The most important event in the controversy, beyond question, was Justice Brennan's speech at Georgetown University in October, a thinly veiled attack on Meese's seemingly innocuous doctrine.
Brennan pooh-poohed the very idea that "original intent" is discoverable. "All too often," the historical evidence is "sparse and ambiguous." (So much for that.) Besides, the "contours" of the Constitution's framing the are now "anachronistic." We must apply its "overarching" and "fundamental principles" to new circumstances in the light of "social progress."
If "original intent" is to elusive, how can "fundamental principles" be discovered? The question didn't occur to Brennan: For him it was plain that the Constitution offers a "timeless ... vision of human dignity." For "the genius of the Constitution rests not in any static meaning it might have had in a world that is dead and gone, but in the adaptability of its great principles to cope with current problems and current needs." It is "a sublime oration [!] on the dignity of man, a bold commitment by a people to the ideal of libertarian dignity protected through law."
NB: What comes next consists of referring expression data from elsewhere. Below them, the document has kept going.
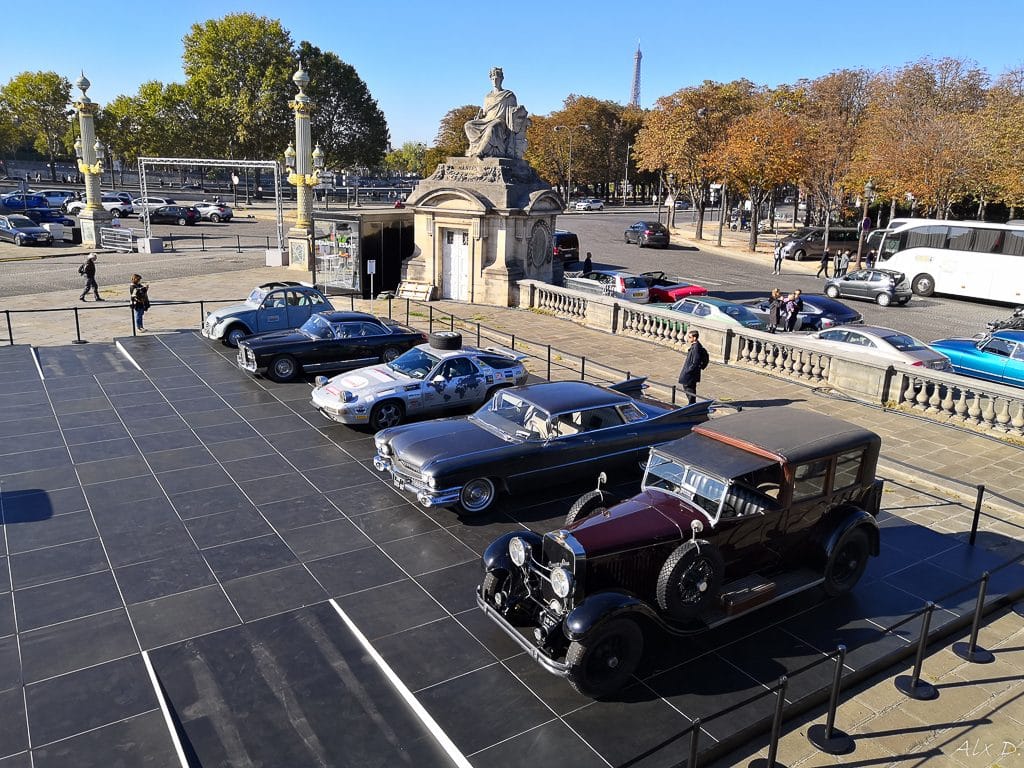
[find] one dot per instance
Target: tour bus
(974, 259)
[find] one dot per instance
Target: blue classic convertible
(997, 356)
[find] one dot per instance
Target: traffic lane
(737, 278)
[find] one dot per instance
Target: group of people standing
(783, 312)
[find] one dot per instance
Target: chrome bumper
(555, 668)
(426, 496)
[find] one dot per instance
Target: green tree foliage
(39, 102)
(346, 121)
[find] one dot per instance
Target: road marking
(431, 725)
(166, 711)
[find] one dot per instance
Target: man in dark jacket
(696, 360)
(88, 269)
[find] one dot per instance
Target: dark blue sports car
(997, 356)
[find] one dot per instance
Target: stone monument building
(484, 221)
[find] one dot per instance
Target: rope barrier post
(827, 737)
(977, 514)
(971, 651)
(776, 727)
(78, 330)
(912, 685)
(691, 761)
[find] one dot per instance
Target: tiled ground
(205, 517)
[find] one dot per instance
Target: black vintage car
(526, 436)
(745, 510)
(328, 341)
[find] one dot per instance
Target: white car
(115, 205)
(882, 343)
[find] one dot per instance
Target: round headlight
(561, 582)
(518, 551)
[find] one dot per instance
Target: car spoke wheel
(690, 580)
(283, 368)
(605, 658)
(235, 335)
(847, 563)
(477, 496)
(387, 414)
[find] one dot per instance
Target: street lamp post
(570, 128)
(89, 152)
(868, 195)
(303, 173)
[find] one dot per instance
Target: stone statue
(500, 128)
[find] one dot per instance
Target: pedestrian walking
(139, 296)
(88, 270)
(823, 264)
(797, 306)
(696, 360)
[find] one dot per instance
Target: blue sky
(422, 58)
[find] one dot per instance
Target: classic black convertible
(328, 341)
(526, 436)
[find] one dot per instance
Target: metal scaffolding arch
(208, 162)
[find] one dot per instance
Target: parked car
(20, 201)
(809, 242)
(528, 437)
(271, 306)
(883, 343)
(662, 287)
(56, 198)
(565, 245)
(745, 510)
(173, 215)
(609, 283)
(214, 212)
(819, 312)
(720, 309)
(882, 286)
(996, 356)
(647, 233)
(328, 341)
(428, 380)
(140, 204)
(48, 216)
(22, 230)
(112, 203)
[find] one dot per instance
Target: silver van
(810, 242)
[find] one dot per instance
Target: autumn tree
(762, 150)
(39, 102)
(683, 133)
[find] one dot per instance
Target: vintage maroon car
(747, 510)
(665, 288)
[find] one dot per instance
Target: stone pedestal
(481, 224)
(91, 222)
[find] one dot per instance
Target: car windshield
(317, 328)
(416, 363)
(687, 482)
(512, 418)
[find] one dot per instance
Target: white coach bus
(973, 259)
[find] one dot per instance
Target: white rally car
(428, 380)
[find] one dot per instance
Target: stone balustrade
(942, 396)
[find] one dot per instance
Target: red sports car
(663, 287)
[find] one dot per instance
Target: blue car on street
(997, 356)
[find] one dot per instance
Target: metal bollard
(977, 514)
(827, 737)
(78, 330)
(912, 685)
(971, 651)
(776, 726)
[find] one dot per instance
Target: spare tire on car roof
(445, 340)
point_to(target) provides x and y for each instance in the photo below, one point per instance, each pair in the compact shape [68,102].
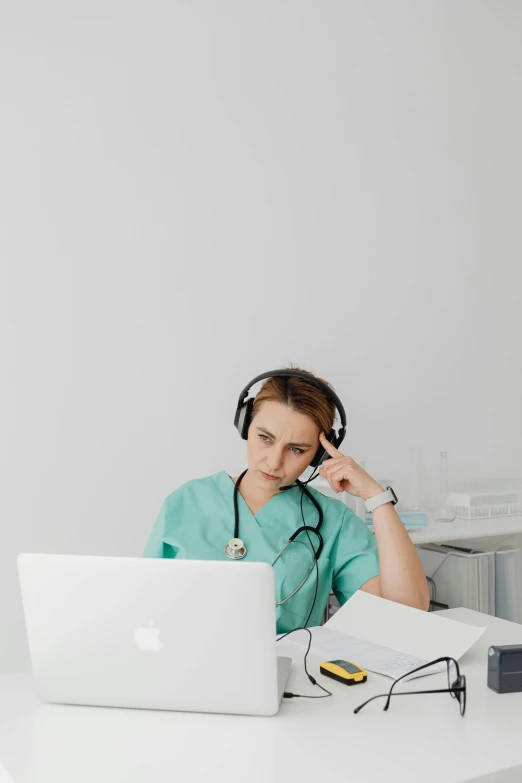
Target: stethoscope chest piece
[235,549]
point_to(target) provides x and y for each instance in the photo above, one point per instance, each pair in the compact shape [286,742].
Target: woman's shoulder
[333,507]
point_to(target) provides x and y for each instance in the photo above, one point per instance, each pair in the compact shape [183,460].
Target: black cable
[288,695]
[315,564]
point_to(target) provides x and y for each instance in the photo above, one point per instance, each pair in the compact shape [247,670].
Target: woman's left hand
[344,474]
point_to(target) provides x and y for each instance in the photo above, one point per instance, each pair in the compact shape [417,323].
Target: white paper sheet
[332,645]
[424,635]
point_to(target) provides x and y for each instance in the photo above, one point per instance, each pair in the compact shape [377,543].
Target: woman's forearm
[402,577]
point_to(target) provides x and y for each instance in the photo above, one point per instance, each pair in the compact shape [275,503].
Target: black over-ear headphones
[243,417]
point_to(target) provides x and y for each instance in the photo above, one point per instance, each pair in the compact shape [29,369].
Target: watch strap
[388,496]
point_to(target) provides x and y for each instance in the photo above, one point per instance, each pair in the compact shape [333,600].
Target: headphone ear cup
[320,455]
[244,419]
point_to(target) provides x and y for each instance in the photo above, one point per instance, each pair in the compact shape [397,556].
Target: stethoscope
[236,548]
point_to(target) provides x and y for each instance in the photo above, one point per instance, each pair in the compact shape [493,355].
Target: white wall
[194,192]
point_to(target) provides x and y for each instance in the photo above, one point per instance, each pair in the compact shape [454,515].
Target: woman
[285,427]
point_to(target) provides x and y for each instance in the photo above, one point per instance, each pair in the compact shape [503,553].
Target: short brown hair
[299,395]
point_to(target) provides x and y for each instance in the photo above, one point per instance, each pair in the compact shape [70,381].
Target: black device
[505,668]
[243,417]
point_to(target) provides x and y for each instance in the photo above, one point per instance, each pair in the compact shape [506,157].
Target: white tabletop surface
[421,738]
[466,528]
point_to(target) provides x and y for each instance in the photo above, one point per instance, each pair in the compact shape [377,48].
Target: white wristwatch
[388,496]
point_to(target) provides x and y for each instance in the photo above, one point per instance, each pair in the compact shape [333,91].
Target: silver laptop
[194,635]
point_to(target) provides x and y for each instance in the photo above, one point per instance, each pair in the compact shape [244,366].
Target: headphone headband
[244,409]
[327,391]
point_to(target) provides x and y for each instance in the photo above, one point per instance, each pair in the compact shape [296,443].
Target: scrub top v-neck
[196,522]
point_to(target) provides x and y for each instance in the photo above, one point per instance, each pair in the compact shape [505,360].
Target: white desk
[420,740]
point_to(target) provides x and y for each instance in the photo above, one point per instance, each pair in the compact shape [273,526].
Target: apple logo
[148,638]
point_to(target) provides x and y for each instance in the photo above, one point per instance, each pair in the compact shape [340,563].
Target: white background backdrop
[192,193]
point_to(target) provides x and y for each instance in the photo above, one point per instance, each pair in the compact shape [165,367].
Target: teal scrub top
[197,521]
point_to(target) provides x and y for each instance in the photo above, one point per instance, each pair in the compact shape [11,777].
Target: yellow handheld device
[343,671]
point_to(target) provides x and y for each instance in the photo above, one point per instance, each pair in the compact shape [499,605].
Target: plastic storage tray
[488,498]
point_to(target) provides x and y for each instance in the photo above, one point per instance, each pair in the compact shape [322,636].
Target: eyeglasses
[456,685]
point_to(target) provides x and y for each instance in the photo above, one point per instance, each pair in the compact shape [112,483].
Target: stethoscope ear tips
[235,549]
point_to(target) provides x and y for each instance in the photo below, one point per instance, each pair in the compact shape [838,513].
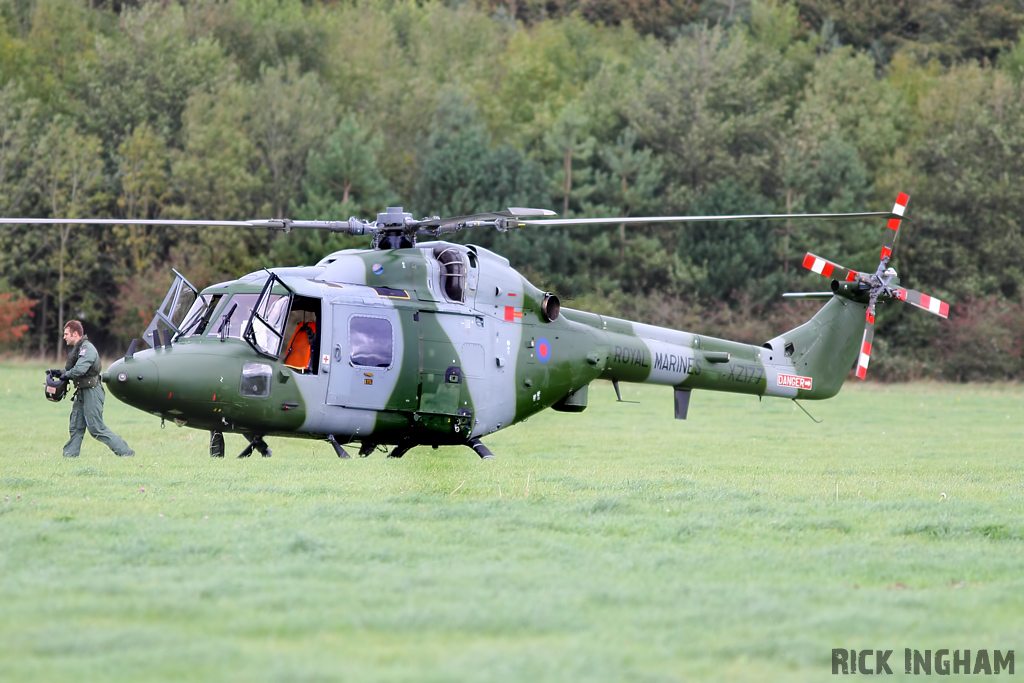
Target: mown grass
[742,544]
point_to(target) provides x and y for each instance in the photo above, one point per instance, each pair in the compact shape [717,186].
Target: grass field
[617,545]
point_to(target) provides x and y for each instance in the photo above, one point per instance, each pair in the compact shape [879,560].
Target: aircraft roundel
[543,349]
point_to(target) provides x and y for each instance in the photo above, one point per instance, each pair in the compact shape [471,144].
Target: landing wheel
[482,451]
[401,450]
[216,444]
[340,452]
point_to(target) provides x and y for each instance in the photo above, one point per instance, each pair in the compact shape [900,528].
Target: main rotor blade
[923,301]
[679,219]
[122,221]
[286,224]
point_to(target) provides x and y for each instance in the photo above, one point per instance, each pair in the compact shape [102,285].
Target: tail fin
[823,348]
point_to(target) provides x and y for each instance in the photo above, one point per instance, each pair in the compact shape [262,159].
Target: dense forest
[252,109]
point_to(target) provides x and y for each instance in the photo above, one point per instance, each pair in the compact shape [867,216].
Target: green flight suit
[87,403]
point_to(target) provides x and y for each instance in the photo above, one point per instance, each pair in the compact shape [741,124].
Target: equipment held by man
[56,388]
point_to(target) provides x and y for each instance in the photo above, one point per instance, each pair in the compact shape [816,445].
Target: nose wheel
[256,443]
[216,444]
[400,450]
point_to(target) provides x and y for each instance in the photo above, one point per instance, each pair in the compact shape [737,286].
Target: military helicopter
[433,343]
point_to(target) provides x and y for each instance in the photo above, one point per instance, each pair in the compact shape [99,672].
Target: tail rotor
[880,286]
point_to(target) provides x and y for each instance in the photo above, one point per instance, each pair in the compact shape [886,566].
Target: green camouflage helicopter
[429,343]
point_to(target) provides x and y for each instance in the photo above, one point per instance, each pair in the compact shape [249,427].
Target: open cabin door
[368,355]
[171,313]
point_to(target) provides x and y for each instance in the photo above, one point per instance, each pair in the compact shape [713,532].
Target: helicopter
[434,343]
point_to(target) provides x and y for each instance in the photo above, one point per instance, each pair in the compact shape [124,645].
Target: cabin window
[256,380]
[371,341]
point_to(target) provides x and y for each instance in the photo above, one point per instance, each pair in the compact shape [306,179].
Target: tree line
[253,109]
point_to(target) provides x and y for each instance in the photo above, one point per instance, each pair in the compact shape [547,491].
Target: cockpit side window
[199,316]
[453,271]
[230,319]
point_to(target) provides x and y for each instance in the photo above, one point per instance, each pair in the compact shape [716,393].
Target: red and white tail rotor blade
[924,301]
[865,344]
[893,225]
[826,268]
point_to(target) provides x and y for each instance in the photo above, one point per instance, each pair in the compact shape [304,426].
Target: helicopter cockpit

Forgetting his own premise, Brennan even discovered a new version of original intent: "Our Constitution was not intended to preserve a pre-existing society but to make a new one." Moreover, "the demands of human dignity will never cease to evolve." Overworking the principle of "adaptability," Brennan even inserted an argument against capital punishment, to which he is absolutely opposed--a position which (as he noted) also puts him in opposition to most living Americans, presumably because he has evolved a bit faster than most of us (though he made a little bow to the idea that Justices mustn't rule "according to their personal moral predilections").
Brennan's speech was a major event --the belated manifesto, as it were, of the Warren Court. Meese has smoked him out. Various liberal pundits, editorial writers, and constitutional shysters rushed to Brennan's support. Yes, they agreed, "original intent" was lost in the fogs of antiquity--and anyway, who needs it?
But without realizing it, they were only exposing themselves. The more doubtful the liberals were about what the Framers intended, it appeared, the more certain they were about what the Constitution mandated for our time. All along, they had been appealing to our reverence for the Constitution only to enlist our unthinking deference to its current interpreters on the High Court--who "interpreted" it on, say, capital punishment according to what some would call their personal moral predilections, even if Brennan terms it a constitutional "vision of human dignity." While finding the letter of the Constitution a bit blurry, the liberals had a pipeline to the Framers' spirit.